My friend left the hospital and I never saw him again (until the next morning, it’s more dramatic this way). I was then placed back in the car and watched as one of my bodyguards ran off into the night to pick up my prescriptions. Lotfi drove me back to hotel. Unfortunately Lotfi is not actually the perfect human being that we all thought he was because he got lost. Twice. He went down a dead end, ran over a couple rather large rocks, causing for a very unpleasant bumpy ride. We turned around and low and behold he went down another dead end.
Finally we got going in the right direction and were headed towards the hotel. Lotfi then told me a very long, equally dramatic story as my own about a time when he got sick coming to the US. I assume this was an effort to try and make me not feel as bad, but it didn’t really work at the moment.

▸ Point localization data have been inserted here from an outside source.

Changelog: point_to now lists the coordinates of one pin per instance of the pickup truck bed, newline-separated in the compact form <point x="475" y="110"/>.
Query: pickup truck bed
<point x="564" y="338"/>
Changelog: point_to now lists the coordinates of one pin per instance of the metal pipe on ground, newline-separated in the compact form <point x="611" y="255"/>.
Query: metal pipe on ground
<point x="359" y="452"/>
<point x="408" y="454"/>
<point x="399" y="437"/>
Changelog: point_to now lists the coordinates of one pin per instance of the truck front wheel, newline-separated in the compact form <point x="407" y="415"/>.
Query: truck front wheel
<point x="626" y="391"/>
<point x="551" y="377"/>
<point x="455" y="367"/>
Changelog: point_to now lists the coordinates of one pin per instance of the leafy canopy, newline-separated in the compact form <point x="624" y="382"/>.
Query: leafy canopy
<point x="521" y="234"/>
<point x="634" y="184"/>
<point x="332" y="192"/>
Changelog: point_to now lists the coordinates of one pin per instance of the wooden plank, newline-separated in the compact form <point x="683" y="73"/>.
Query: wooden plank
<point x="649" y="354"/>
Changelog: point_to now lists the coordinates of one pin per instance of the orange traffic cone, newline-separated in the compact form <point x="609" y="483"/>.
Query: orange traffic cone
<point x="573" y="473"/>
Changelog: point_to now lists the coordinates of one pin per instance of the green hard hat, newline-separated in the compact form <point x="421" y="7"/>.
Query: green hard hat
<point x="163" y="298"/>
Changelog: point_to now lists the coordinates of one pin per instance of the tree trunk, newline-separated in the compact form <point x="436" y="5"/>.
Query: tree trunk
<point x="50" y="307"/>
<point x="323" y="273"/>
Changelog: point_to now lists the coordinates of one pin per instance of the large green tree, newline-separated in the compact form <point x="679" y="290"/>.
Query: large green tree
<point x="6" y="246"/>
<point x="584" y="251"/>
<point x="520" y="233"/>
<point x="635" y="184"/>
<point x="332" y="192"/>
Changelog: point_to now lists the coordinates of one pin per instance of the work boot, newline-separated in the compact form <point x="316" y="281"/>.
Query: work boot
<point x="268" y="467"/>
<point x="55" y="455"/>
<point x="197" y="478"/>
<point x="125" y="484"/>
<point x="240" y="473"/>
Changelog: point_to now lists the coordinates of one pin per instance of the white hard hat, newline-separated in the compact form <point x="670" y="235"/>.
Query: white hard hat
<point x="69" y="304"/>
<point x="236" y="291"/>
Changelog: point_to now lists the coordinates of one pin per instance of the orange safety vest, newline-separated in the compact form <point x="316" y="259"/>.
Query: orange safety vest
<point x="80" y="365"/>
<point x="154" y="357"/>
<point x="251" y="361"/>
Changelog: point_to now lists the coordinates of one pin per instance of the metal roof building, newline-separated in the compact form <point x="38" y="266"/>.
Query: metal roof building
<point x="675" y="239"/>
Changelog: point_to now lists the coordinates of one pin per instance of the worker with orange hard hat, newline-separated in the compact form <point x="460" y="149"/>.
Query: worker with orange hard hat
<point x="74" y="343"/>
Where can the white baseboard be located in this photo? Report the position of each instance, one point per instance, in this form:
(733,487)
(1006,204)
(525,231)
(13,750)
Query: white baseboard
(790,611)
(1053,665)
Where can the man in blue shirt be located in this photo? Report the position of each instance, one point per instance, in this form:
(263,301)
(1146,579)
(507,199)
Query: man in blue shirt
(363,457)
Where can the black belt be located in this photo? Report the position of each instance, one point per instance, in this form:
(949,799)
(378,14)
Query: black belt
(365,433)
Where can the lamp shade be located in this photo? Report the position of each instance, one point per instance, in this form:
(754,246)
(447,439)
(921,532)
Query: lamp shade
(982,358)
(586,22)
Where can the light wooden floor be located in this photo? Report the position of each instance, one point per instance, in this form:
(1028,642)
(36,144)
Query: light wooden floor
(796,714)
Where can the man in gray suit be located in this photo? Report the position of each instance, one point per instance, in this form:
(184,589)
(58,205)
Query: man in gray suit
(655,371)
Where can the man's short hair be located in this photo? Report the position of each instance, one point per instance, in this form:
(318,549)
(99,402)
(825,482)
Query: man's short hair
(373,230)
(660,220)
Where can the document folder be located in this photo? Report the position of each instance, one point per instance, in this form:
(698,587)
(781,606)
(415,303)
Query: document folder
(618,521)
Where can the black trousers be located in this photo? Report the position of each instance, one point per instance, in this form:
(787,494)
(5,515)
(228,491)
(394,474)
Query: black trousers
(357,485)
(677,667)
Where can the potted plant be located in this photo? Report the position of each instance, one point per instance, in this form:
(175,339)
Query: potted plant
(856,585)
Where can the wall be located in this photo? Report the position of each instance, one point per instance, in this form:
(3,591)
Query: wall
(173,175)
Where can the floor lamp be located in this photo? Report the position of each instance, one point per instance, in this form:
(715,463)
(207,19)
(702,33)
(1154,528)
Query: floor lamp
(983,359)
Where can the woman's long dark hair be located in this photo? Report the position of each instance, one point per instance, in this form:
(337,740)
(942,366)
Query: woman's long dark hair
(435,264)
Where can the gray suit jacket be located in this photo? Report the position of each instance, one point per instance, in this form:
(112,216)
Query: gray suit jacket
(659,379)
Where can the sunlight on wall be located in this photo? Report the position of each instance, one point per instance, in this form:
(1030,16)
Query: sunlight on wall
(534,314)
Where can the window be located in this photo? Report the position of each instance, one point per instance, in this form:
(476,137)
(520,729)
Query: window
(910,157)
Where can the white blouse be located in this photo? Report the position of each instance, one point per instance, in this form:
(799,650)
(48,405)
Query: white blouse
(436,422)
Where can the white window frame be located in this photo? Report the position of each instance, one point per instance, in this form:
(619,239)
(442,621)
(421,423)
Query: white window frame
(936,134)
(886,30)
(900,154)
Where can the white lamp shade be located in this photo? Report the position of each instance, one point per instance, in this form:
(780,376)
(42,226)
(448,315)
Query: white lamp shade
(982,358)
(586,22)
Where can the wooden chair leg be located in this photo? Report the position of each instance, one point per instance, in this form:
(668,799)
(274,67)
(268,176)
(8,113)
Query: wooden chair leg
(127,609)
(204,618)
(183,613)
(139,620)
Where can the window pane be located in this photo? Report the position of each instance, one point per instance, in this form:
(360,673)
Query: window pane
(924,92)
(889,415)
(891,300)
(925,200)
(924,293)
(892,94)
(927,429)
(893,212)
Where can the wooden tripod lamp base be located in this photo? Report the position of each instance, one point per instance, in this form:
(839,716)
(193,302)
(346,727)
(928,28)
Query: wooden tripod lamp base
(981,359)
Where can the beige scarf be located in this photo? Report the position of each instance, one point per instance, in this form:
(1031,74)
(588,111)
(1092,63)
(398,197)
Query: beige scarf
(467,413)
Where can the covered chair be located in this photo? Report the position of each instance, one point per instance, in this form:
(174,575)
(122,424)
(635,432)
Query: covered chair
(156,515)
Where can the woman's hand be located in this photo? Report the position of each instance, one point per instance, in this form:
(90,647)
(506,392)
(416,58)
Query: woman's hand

The rest of the story is not very exciting and simply involves the ineffectiveness of the medicine and a very long and unpleasant night for many people. The worst part about the entire thing is that we had a flight to Turkey the very next day, which is another story on it’s own.
The good news is that the worst of it is over. Looking on the bright side, a lot of bonding occurred in those dark, dark hours- it’s amazing how close you become with people when they see the absolute worst side of you. I definitely made a dramatic exit to an amazing and wonderful week in Morocco, and I’m very happy to say that this downfall did not mar my overall experience and thoughts of my time spent there.
Unfortunately, we never did find out what was wrong with us, as we speak neither French nor Arabic, and Lotfi tends to be a “warm-and-fuzzy” translator, not always giving us specific details. For now, we are assuming the culprit to be food poisoning. Why only the two of us got it and no one else, the world may never know.
Fortunately for me, I have some wonderful friends who were looking out for me and were seriously concerned about our health. Just as fortunate is the fact that I had some wonderful Moroccan bodyguards to save the day.